13 June 2017

Quote of the Day

One day we will look back at what will hopefully be the smouldering wreckage of Kalanick’s career and ask how a person so lacking in basic human and corporate ethics was allowed to run a company for so long.
Kadhim Shubber at the Financial Times
It looks like the story that Travis Kalanick either tacitly or actively approved the theft of medical records of a rape victim by one of his executives in an apparent attempt to discredit her account.

It should be noted that the Uber driver who raped her had a record before he began driving, and was convicted of the rape and sentenced to life in prison.

Of course, we've know what Kalanick was ever since he embezzled tax withheld from employee paychecks to keep  an earlier startup of his afload.  (Why didn't he go to jail?)

It looks like this might finally catch up with him though, given that the Board of Directors has fired his chief lieutenant and put him on an indefinite leave of absence.

They are promising to fix the psychopathic culture of the company, but given that a member of the all hands meeting at which the changes were announced, a board member made a blatantly sexist joke, I'm not inclined to believe that there will actually be any change.

Uber is not a company which has a cancer in its culture, it is a company where cancer IS its culture.  (My opinion is shared by many current and former Uber employees)

The thing is that sh%$ flows downhill, and not only has this amoral culture thoroughly captured the executive suite, it has worked its way down to the drivers.
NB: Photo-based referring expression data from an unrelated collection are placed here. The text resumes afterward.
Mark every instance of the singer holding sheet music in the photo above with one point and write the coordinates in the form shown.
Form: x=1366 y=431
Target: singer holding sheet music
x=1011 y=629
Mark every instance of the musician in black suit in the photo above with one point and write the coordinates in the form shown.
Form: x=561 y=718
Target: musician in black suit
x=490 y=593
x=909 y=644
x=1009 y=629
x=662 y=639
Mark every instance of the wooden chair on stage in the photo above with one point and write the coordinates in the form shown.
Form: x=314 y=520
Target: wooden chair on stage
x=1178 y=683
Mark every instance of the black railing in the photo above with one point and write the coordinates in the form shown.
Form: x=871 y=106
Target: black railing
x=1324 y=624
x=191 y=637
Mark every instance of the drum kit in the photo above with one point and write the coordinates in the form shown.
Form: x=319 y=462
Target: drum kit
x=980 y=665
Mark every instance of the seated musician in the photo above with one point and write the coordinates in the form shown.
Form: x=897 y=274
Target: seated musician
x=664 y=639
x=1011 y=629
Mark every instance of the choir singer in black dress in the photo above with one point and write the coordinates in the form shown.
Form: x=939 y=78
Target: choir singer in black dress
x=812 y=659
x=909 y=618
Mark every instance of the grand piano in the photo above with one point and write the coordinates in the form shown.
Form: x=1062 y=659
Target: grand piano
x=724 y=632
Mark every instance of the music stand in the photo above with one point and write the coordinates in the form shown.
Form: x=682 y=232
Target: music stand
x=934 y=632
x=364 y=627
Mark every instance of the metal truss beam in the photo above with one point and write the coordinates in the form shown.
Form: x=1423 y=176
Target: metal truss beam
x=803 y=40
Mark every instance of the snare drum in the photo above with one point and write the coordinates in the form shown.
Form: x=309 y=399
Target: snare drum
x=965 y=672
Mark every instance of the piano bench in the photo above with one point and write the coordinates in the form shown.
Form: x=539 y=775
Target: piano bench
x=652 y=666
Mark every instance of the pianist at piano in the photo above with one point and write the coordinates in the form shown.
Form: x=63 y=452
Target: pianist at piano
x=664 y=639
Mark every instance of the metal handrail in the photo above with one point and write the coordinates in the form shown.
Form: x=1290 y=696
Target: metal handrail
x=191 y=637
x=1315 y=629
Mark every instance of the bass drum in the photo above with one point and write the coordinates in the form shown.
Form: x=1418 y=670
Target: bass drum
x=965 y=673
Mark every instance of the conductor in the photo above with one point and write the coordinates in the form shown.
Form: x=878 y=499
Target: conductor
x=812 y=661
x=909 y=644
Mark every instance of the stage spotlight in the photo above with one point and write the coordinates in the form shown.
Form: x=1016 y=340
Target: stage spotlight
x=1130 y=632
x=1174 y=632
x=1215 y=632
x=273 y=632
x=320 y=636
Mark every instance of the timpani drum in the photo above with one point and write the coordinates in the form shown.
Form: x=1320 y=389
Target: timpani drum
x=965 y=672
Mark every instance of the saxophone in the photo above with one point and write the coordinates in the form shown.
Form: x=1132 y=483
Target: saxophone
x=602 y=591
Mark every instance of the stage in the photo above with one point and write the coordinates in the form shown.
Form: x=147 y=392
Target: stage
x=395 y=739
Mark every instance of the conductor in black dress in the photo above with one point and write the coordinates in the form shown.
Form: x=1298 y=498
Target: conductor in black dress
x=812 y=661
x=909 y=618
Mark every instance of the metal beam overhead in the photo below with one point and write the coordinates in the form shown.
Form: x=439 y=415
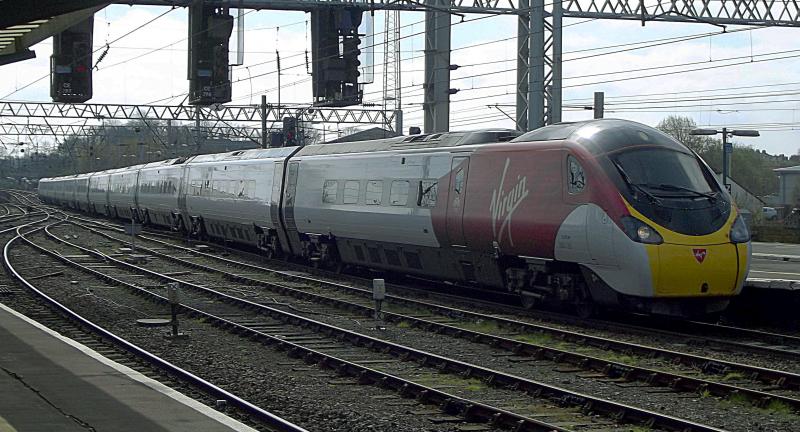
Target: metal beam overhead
x=7 y=129
x=452 y=6
x=436 y=105
x=224 y=113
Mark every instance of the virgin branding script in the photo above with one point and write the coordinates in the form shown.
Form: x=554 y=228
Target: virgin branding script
x=504 y=203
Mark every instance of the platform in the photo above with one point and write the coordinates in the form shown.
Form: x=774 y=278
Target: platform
x=775 y=265
x=52 y=383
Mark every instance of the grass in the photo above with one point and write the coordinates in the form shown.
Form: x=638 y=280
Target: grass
x=535 y=338
x=733 y=376
x=622 y=358
x=738 y=398
x=637 y=429
x=469 y=384
x=480 y=326
x=779 y=407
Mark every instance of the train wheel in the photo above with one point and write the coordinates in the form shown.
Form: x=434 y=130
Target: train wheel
x=528 y=301
x=585 y=307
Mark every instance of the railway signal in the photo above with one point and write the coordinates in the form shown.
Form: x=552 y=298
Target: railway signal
x=727 y=148
x=71 y=64
x=210 y=29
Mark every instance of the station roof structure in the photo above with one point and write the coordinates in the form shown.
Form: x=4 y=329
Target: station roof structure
x=24 y=23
Case in point: Drivers has taken to colluding to trigger surge pricing by simultaneously logging out of their apps in order to stick it to "The Man", which conveniently ignores the fact that this actually increases Uber profits by screwing the customers.

As a final note, read Paul Carr's essay on this.  It is brilliant.

2 comments :

Stephen Montsaroff said...

"...ask how a person so lacking in basic human and corporate ethics was allowed to run a company for so long."

Because it is a job requirement.

Matthew Saroff said...

And it is taught at the Harvard Business School as well.